第2話 委員会
チャイムが鳴ると、廊下で別れを惜しんでいた生徒たちも一斉に自分のクラスへと入っていく。俺達も例に漏れず、急いで席を探す。席はクラス替え後らしく出席番号順であり、黒板に張り出された席順を確認すると、隣の席には見慣れた名前が載っていた。
「うわ、凛音のとなりじゃん」
「うわとは失礼ね。でもせっかく隣なんだし、しばらくの間授業中に寝てたらたたき起こしてあげるわ」
「いやいや、勘弁してくれよ。俺にとっての居眠りは、日々の疲れを癒すための回復魔法みたいなものなんだ」
「ちゃんと聞いてあげないと先生もかわいそうでしょう。涼太はもっと勉強してテストの順位を上げる努力をしなさいよ。
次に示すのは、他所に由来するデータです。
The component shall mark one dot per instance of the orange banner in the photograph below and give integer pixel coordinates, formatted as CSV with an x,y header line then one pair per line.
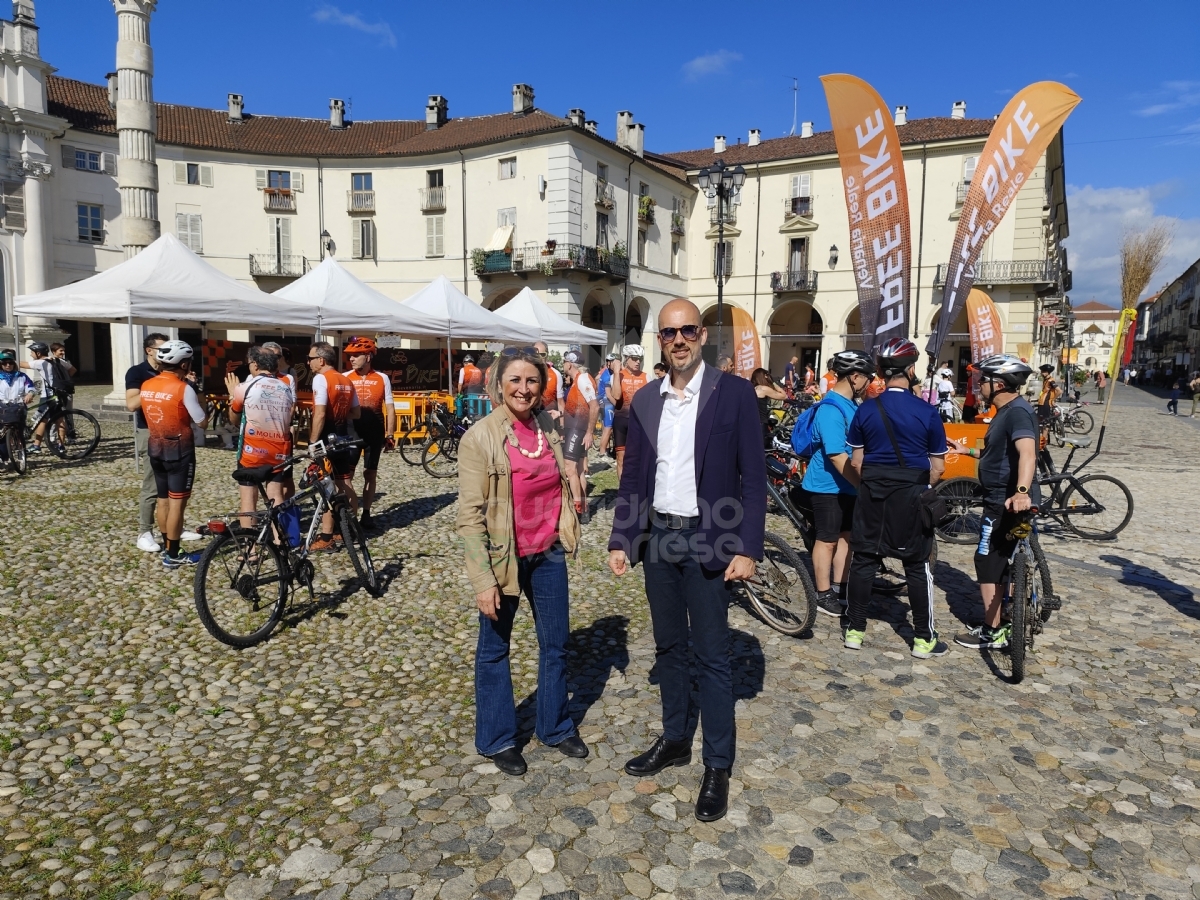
x,y
747,349
876,202
987,336
1018,139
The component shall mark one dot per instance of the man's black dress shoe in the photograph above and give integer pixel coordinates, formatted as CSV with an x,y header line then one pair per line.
x,y
664,753
509,761
713,801
573,747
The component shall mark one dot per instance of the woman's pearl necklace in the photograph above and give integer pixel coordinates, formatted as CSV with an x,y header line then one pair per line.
x,y
534,454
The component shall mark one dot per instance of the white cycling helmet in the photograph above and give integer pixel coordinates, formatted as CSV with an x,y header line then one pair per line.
x,y
173,353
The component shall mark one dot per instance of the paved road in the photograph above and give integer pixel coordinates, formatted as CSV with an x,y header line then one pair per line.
x,y
141,759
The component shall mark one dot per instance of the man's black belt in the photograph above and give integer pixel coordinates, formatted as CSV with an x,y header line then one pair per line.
x,y
672,522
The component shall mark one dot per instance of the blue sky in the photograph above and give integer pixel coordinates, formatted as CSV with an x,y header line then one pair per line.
x,y
689,72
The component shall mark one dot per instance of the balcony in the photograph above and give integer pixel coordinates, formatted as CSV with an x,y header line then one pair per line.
x,y
538,258
273,264
360,201
279,199
803,280
433,199
1011,271
796,207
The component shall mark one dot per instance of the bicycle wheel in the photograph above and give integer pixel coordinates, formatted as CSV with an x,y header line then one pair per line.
x,y
1105,507
964,502
360,553
441,457
241,588
72,435
1019,610
1080,421
781,589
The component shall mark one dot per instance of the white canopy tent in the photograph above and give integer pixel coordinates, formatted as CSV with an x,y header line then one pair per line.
x,y
346,304
526,309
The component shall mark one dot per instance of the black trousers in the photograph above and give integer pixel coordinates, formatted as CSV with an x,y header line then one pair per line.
x,y
689,601
863,568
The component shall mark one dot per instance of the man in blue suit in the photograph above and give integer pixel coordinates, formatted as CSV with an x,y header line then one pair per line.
x,y
691,508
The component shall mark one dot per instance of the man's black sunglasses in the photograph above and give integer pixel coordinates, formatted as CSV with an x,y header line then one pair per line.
x,y
690,333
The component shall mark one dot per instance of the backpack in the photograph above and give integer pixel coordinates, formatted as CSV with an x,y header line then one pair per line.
x,y
802,432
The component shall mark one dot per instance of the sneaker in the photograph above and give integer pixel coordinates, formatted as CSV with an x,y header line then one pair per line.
x,y
148,544
924,649
179,562
984,639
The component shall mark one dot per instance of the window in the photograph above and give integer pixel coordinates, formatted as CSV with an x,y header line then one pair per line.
x,y
187,229
723,267
91,223
435,237
364,239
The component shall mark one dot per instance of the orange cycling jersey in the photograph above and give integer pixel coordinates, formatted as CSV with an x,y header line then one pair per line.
x,y
171,406
265,405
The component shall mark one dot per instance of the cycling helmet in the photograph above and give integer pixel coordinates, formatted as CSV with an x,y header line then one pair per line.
x,y
1006,369
846,361
174,353
895,355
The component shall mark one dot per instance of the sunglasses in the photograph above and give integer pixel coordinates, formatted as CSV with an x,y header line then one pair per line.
x,y
690,333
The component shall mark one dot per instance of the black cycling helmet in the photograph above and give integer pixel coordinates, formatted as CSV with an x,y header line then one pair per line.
x,y
1009,370
846,361
895,355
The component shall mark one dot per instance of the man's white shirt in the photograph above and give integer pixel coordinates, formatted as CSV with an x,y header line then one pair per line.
x,y
675,477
またお母さんに怒られるわよ」
「だんだん凛音が俺の母に近づいてる気がする...というか俺は平均点を狙ってとってるんだから別にさぼってるわけじゃ……」
そこまで口に出して、クラスメイトからの視線が集まってることに気付く。クラス替えで皆緊張しているようで、私語の少ない教室で話す俺たちは少し注目を集めてしまっているようだった。凛音もそれに気づいたのか、馬鹿言ってんじゃないのと小声でつぶやきながら顔を少し赤くして席についた。
俺たちが席に座って少しした後、ガララと扉を開けて先生が入ってきた。俺は去年授業を受けたことはないが、英語の先生である山中先生が今年の担任のようだった。
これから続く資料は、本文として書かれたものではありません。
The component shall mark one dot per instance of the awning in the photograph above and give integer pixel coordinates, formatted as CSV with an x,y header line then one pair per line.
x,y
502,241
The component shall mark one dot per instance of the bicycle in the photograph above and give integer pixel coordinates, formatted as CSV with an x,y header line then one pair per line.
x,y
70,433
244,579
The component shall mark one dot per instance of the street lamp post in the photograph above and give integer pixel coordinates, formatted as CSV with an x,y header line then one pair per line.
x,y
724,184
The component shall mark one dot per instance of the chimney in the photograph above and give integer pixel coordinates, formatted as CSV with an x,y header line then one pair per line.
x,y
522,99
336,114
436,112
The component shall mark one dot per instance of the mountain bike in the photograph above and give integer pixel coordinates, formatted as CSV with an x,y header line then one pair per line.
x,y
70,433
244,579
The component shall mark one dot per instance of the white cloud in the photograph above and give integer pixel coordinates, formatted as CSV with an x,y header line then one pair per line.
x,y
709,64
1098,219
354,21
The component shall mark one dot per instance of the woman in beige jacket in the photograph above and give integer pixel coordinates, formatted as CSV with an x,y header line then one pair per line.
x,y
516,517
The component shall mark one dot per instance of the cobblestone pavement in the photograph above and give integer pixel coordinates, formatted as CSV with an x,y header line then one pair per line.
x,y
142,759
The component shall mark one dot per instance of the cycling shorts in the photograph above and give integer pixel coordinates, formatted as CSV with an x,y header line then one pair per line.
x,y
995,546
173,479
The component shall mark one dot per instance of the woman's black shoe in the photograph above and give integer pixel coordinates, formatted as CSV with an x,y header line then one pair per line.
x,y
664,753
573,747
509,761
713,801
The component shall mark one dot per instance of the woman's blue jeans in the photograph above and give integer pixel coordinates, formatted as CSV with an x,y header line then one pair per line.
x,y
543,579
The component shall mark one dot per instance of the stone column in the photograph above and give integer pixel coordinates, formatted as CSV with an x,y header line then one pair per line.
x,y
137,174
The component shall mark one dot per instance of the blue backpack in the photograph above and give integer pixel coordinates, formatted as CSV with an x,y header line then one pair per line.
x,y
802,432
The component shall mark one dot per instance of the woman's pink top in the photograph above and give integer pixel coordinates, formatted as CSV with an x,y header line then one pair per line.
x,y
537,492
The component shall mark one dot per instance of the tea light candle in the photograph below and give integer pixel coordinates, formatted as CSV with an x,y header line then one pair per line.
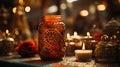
x,y
83,55
88,36
68,37
75,36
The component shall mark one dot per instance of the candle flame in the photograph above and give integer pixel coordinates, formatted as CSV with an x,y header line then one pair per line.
x,y
20,2
88,34
7,31
83,46
75,33
68,35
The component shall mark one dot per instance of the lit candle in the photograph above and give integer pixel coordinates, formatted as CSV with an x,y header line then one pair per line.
x,y
7,32
68,38
83,55
76,36
88,36
21,2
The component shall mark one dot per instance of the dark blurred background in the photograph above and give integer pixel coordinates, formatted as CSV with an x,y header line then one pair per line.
x,y
23,16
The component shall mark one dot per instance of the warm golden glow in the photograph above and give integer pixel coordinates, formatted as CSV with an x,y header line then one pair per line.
x,y
83,46
7,31
68,35
14,10
88,34
27,9
84,13
101,7
75,33
20,2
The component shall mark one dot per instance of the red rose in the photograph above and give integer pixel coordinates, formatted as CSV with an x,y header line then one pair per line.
x,y
27,48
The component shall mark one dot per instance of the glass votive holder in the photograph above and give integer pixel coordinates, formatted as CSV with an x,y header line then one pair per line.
x,y
83,55
70,47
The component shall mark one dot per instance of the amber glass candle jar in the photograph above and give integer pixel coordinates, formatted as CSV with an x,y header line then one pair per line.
x,y
51,37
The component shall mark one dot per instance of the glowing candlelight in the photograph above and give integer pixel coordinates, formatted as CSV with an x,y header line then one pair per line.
x,y
83,55
88,34
20,2
68,36
7,32
75,36
83,47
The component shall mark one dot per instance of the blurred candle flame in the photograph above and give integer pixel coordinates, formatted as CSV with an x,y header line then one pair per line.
x,y
83,46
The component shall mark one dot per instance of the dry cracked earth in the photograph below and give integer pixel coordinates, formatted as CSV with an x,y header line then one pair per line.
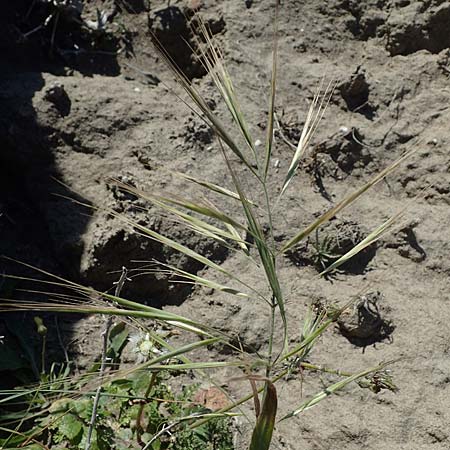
x,y
83,105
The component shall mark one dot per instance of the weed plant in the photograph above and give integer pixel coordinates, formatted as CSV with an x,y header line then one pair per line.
x,y
251,233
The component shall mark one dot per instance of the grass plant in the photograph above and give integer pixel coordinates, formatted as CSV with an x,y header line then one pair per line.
x,y
250,233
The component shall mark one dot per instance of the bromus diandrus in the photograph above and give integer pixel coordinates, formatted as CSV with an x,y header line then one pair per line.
x,y
251,233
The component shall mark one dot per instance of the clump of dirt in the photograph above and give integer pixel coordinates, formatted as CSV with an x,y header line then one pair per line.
x,y
367,321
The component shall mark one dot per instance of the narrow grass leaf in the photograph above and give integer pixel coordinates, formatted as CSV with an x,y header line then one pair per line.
x,y
271,115
266,256
213,60
325,393
344,203
200,102
369,240
313,118
205,282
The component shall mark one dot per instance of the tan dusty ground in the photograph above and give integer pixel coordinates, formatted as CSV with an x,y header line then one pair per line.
x,y
390,60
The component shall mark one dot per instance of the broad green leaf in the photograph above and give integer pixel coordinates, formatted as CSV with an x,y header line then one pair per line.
x,y
262,433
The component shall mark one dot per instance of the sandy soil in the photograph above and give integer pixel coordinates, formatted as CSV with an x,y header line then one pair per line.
x,y
83,117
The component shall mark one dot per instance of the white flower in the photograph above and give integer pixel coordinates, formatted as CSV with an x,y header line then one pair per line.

「みんなおはよう!はじめましての子が多いかな?このクラスの担任の山中です。1年間よろしく!」
最近四十路にはいったばかりでまだ若々しさがある山中先生の明るいあいさつで、クラスの緊張もいくらか溶けてきたようだ。チャーミングな性格が人気で多くの生徒に好かれているらしい...とどっかで聞いていた事前情報を反芻しハズレではないようだと安心していると、バッチリと先生と目が合う。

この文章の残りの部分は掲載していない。